With that being said, I don't know how numpy/numba optimize such a thing so it's possible it was already doing some highly optimal vectorization or something.

One thing of note that changed is that the erode_terrain6 function was @njit decorated before but the decorator was removed to add support for snapshotting each step of erosion because numba does not play nice with the image export functions. Numba does have a fallback 'object' mode @jit(nopython=False) but this is going to be fully removed from numba in 0.59.0. Nevertheless I did try it and it brought down the run time to about 79.8 seconds in conjunction with the tuple swap (6 more tests).


For the d=3000 mesh things went sideways. Before implementing the tuple swap this took about 190 seconds per test (4 tests, but there was an outlier 5th test that took 244, which might have been numba's first-run compile penalty). After implementing the tuple swap it took more like 195 to 205 seconds per test (11 tests) but would seemingly randomly take 620+ seconds (8 tests; NOTE: I only let 2 of these run to completion, the other 6 I aborted early in the terminal, see below).

Watching my CPU I observed that during the 'normal' runs the erosion would consistently have >90% utilization on all cores (this is the expected behavior while erosion is running) but during the >600 second runs the CPU would spike to 100% for each pass of the for loop and then drop to 0% at the end of the pass, and then repeat. This CPU thrashing made each pass take longer, hence why the whole run would take >600 seconds. After this happened twice I started killing the runs with Ctrl+C in the terminal whenever I saw the spike pattern begin.

I also tested the @jit(nopython=False) on the d=3000 mesh for 7 additional tests and they all came in around 188 seconds per test, with no instances of the strange >600 second glitch.

I have no idea what causes it.

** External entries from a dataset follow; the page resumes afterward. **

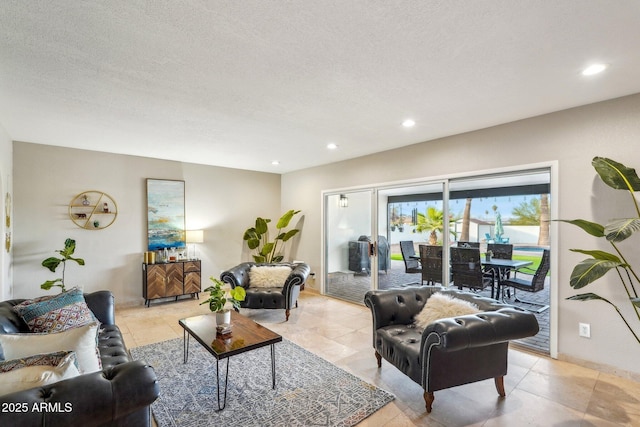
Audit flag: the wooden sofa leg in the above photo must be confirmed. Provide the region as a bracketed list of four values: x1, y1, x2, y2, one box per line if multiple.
[285, 309, 290, 321]
[375, 351, 382, 368]
[424, 391, 434, 413]
[494, 376, 506, 397]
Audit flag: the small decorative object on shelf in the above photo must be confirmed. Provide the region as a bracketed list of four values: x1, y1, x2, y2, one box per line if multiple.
[69, 191, 117, 230]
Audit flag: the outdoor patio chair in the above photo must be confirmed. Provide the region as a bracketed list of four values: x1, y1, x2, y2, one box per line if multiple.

It can't be CPU thermal throttling because all other areas of Nixis that use the full CPU don't have this problem. Something else running on the system? (Loading up the python interpreter might get different allocations or something.) Length of time since last run? (Things getting unallocated.) Time it takes to complete 1 loop being slightly too long so the next loop has to restart or reallocate something with numba's compiled functions (kernals?)? Python randomly choking on the print statement for each erosion pass?

Dunno. But I'm going to press forward with adding tuple swaps to the other erosion functions for now because it feels 'more correct' as a way to swap the read and write buffers. Some of the other functions also work a little differently (they do their swapping inside the erosion instead of the outer iteration that calls it) so I want to see if they experience the same weirdness or if they get any performance improvement.

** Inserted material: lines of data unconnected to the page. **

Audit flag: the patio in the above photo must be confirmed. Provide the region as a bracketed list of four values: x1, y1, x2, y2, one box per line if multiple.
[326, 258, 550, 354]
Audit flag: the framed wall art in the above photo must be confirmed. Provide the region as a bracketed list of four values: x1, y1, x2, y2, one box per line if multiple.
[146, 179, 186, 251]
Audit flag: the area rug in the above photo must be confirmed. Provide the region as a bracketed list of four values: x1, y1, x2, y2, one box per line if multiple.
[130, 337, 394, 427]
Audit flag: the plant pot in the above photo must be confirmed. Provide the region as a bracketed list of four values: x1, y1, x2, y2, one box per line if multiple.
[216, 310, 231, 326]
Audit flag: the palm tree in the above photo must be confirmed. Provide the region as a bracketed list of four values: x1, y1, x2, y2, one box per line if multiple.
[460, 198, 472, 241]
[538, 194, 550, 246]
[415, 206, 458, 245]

MightyBOBcnc commented 1 year ago

erode_terrain5 refuses to be conquered by tuple swapping. Its iteration operates in a different way from erode_terrain6 due to the way it references the input heights. On the plus side, while I've been poking around in erosion.py I found a fix (or a hack) for the spikes forming in erode_terrain5's iteration. See: b3ab247. All tests done on a d=320 mesh, 100 passes each.

With the fix applied we can even run it with Numba's prange without exploding the elevations, although it should be noted that due to the way it is structured this will cause collisions when writing to the write buffer. That causes some minor variation in the output (meaning the result is no longer purely deterministic).

I have some ideas for how to run it in parallel without these collisions but that's a separate task.

MightyBOBcnc commented 1 year ago

erode_terrain1 gets a ~32% speed up from using tuple swap. 100 passes with d=2000 drops from 17.0s to 11.7s, and d=3000 drops from about 37.5s to 25.6s on my machine.

erode_terrain2 gets a ~13%-17% speed up from using tuple swap. 100 passes with d=2000 drops from 48.0s seconds to 41.8s on my machine. With d=3000 it went from 109.2s to 91.7s on my machine.

MightyBOBcnc commented 1 year ago

erode_terrain3 and erode_terrain4 are basically unsalvageable disasters. Considering this issue finished.